At the time of the Richmond fire and the second fundraising attempt, it is believed that the building had not been raised above the first story but had been roofed over, and served as a Lodge room and public hall.

With the far less ambitious amount of £ 500 planned to be raised through the second lottery, a second floor made of wood (rather than brick as originally planned) was completed December 10, 1787, but left the lodge in debt.  The Lodge had only raised £ 400 with the lottery, and on May 28, 1791 a builder named William Booker filed his bill in the County Court of Henrico asking the court to sell the building to pay him an owed balance of £ 247. This sum was paid though by Joseph Darmstadt and the suit was dismissed.   This debt was gradually paid back and years of prosperity followed.

== Historic Status ==
At the time of its NRHP listing, it was the oldest Masonic building in the United States that was built as a Masonic meeting place and used continuously for that purpose, and one of few surviving buildings from the 18th century in Richmond.
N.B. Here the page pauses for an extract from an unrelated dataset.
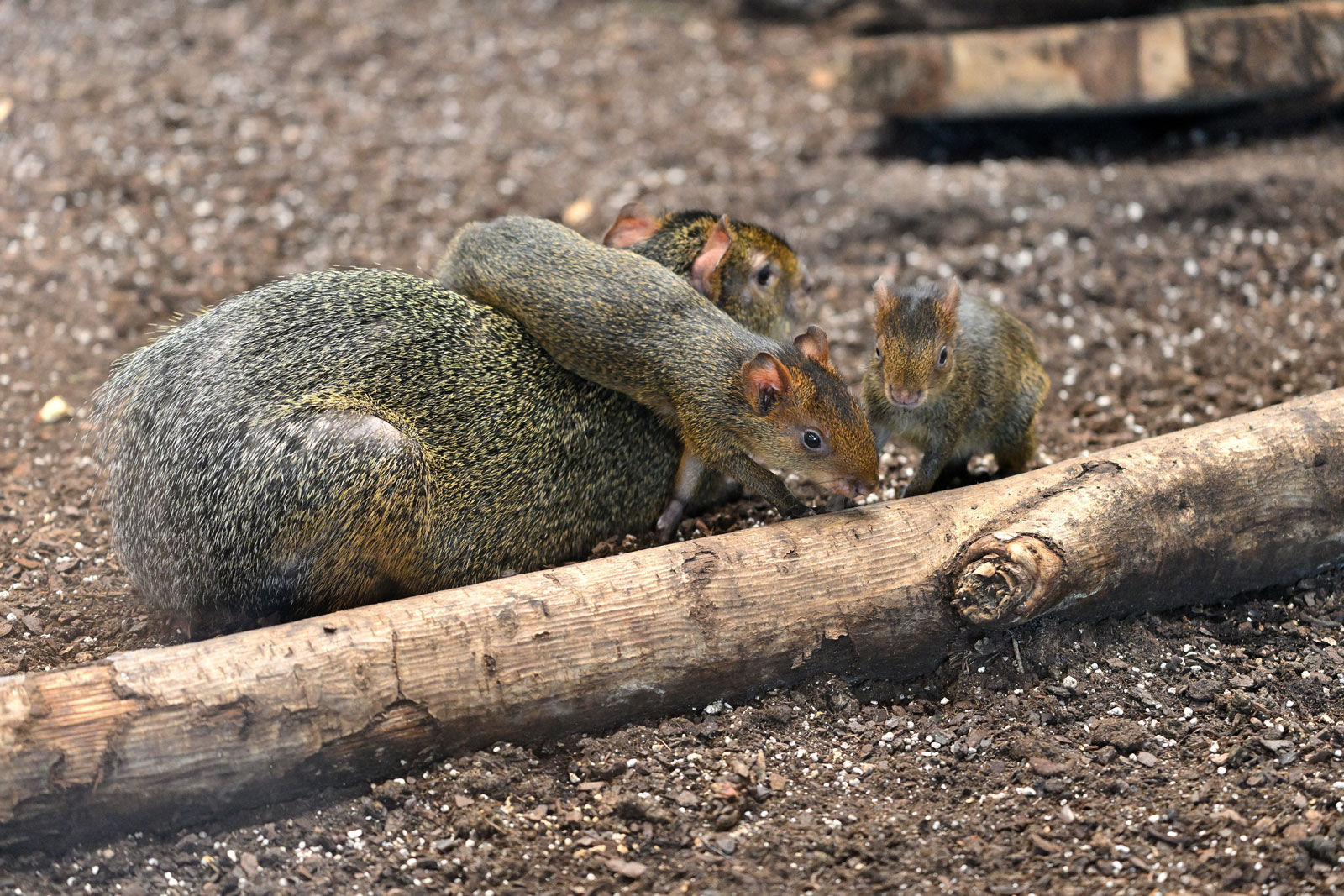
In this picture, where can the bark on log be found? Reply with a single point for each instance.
(1198, 60)
(160, 738)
It was reportedly protected from fire by the command of a Union general, also a Mason, when the Union army occupied Richmond in 1865.

An early non-Masonic meeting held there provided instruction to Virginia's delegates to the U.S. Constitutional Convention.

The building has an octagonal cupola.

== Current Use ==
Masons' Hall continues to be used for masonic purposes and is the home of Richmond Randolph No. 19 Lodge.